Wij mogen evenwel niet ontkennen, dat in het berigt van Prof. eschricht de zaak wat al te veel van eene gunstige zijde schijnt te zijn voorgesteld. Belooft men zich te veel, dan bereidt men zich al ligt veel teleurstelling. Hoe zeer wij van de verrigting der hersendeelen, of liever van het verband tusschen deze organen en de werking en ontwikkeling der zielsvermogens, weinig of niets met bepaalde zekerheid weten, dit is nogtans blijkbaar, dat niet alleen de grootte der hersenen, maar ook de integriteit van de deelen, die daarin gevonden worden, op den vrijen en gezonden toestand van het redelijk vermogen grooten invloed heeft. Al moge, door opvoeding en gepast onderrigt, bij de ontwikkeling der vermogens ook de grootte der hersenen toenemen, een aangeboren gebrek van vorming in de hersenen[2] kan door geene opvoeding worden hersteld. Dit voor het algemeen aan te toonen zou eene ongepaste poging zijn; voor elk, die met ontleedkunde en physiologie bekend is, behoeft het geen betoog.

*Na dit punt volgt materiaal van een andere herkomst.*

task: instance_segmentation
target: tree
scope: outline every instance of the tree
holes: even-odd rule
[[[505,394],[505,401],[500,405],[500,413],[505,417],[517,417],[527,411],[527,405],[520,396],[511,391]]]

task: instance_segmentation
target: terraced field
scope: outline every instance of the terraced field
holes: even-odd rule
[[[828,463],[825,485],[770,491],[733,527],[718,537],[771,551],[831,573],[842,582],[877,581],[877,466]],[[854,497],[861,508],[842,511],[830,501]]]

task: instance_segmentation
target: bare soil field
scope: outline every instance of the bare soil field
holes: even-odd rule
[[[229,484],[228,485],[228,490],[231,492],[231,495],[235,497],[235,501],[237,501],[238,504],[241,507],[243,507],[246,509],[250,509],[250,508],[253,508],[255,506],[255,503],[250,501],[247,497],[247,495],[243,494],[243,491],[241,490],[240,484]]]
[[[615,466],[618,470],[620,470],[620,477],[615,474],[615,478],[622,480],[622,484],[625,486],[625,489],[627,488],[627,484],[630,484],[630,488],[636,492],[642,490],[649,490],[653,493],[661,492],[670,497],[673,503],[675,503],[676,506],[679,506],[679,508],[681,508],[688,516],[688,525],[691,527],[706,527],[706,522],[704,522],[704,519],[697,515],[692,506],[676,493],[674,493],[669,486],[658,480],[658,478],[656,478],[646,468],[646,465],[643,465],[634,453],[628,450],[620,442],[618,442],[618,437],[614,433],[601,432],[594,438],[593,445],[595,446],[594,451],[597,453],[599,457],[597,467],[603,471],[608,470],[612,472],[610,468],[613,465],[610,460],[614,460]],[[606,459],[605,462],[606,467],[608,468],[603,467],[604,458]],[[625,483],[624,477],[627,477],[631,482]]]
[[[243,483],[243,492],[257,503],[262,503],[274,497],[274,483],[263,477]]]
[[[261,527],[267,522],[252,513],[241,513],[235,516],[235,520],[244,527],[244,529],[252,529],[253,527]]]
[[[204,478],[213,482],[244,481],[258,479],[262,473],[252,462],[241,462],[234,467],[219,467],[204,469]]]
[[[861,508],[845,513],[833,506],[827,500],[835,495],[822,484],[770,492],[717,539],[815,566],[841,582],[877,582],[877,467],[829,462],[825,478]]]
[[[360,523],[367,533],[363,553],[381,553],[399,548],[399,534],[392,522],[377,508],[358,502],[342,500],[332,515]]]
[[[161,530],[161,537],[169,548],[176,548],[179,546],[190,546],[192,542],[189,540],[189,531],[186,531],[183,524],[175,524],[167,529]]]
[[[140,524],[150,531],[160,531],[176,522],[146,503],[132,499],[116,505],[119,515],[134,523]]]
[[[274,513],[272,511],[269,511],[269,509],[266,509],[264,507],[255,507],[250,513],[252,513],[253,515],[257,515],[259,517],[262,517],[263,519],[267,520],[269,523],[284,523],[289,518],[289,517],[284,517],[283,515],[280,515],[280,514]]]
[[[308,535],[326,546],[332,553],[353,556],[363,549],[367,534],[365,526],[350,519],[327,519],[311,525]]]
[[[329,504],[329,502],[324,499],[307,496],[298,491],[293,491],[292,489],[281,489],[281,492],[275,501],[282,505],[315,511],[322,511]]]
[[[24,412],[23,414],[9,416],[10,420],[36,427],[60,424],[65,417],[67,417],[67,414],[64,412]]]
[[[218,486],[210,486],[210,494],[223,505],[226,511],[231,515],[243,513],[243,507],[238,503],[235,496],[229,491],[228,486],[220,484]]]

Intusschen, zelfs in onherstelbare gevallen is met liefderijke zorg en verpleging niets verloren, en, al slaagden ook slechts enkele pogingen, die uitkomst is verblijdend voor elk, die in 't geluk zijner medemenschen, in het heil van onsterfelijke zielen belang stelt. Door geen van deze kleinen te verachten, zullen wij navolgers zijn van Hem, die de kranken naar geest en ligchaam zoo gaarne en zoo onvermoeid tot zich noodigde, die Zijne geheele omwandeling kenmerkte door te zoeken wat verloren was, en die overal droeven, ellendigen en rampzaligen als blijden, beweldadigden en geredden van zich liet terug keeren.

Leiden, Sept. 1855.

 

 

  1. Uit Oversigt over det Kongel. Danske Videnskabernes Selshabs Forhandlinger i Aaret 1854, p. 130 en verv.
  2. Zoo als b.v. een gebrekkig of ontbrekend corpus callosum, gelijk reil bij eene onnoozele vrouw aantrof. Zie zijn Archiv f. die Physiol. XI. S. 341.